| Quote #4 I started adding up all the things I couldn't do [...] I felt dreadfully inadequate [...] The one thing I was good at was winning scholarships and prizes, and that era was coming to an end. (7.9-18) |
Up until the summer before her senior year, Esther has done a good job of being a student of literature. But the thought of entering the real world terrifies her. The world she lives in seems to be about making money or spending money; it seems to have no place for the literary ideals that she cherishes.
| Quote #5 I saw the years of my life spaced along a road in the form of telephone poles, threaded together by wires. I counted one, two, three ... nineteen telephone poles, and then the wires dangled into space, and try as I would, I couldn't see a single pole beyond the nineteenth. (10.125) |
In this passage, Esther considers all of the conventionally acceptable options for a well-educated young woman like herself, but they all bore her – literally to death, as she can't imagine her life extending past her nineteenth year.

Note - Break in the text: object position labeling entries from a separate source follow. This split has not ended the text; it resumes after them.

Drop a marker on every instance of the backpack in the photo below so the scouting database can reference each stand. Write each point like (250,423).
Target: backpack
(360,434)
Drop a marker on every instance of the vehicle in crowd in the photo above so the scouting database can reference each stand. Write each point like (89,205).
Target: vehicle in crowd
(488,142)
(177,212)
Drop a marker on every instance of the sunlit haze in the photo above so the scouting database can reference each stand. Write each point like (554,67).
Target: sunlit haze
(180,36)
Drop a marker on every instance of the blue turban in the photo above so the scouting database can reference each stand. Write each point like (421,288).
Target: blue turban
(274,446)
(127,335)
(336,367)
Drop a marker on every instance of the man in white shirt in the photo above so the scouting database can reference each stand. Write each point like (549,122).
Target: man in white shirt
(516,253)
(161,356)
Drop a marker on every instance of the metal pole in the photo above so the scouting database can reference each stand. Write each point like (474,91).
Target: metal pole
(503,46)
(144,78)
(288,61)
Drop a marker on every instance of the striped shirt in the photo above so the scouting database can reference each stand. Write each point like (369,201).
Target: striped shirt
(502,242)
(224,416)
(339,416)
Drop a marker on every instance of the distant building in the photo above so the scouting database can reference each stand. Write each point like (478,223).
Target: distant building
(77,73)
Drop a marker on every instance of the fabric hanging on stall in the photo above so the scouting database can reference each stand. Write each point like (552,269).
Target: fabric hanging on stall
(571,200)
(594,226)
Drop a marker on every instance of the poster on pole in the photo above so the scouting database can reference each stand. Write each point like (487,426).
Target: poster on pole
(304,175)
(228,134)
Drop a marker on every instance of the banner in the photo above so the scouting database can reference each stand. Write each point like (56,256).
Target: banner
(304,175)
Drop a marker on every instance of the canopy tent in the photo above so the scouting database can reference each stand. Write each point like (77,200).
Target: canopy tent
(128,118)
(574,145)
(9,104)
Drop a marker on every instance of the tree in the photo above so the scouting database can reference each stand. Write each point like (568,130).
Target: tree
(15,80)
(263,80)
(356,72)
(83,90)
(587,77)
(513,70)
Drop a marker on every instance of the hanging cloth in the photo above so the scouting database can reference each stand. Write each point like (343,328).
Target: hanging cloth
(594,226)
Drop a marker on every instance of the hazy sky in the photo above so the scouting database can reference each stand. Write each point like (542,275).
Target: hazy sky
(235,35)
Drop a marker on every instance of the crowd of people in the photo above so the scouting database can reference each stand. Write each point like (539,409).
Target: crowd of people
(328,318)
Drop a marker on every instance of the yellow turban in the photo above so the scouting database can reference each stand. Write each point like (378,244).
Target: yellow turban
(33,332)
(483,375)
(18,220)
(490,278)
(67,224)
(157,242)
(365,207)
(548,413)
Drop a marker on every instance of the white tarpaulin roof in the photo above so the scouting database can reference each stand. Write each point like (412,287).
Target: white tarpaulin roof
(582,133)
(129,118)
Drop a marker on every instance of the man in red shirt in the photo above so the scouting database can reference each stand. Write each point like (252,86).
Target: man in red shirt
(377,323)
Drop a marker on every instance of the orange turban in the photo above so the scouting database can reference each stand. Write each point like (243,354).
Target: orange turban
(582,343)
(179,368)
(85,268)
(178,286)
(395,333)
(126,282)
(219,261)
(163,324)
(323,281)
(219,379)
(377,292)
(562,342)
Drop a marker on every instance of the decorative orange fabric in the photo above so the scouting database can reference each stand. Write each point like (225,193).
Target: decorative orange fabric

| Quote #6 The gray, padded roof closed over my head like the roof of a prison van, and the white, shining, identical clapboard houses with their interstices of well-groomed green proceeded past, one bar after another in a large but escape-proof cage. (10.34) |
While for many the American suburb represented American affluence, Esther feels imprisoned, particularly after the hustle and bustle of New York City.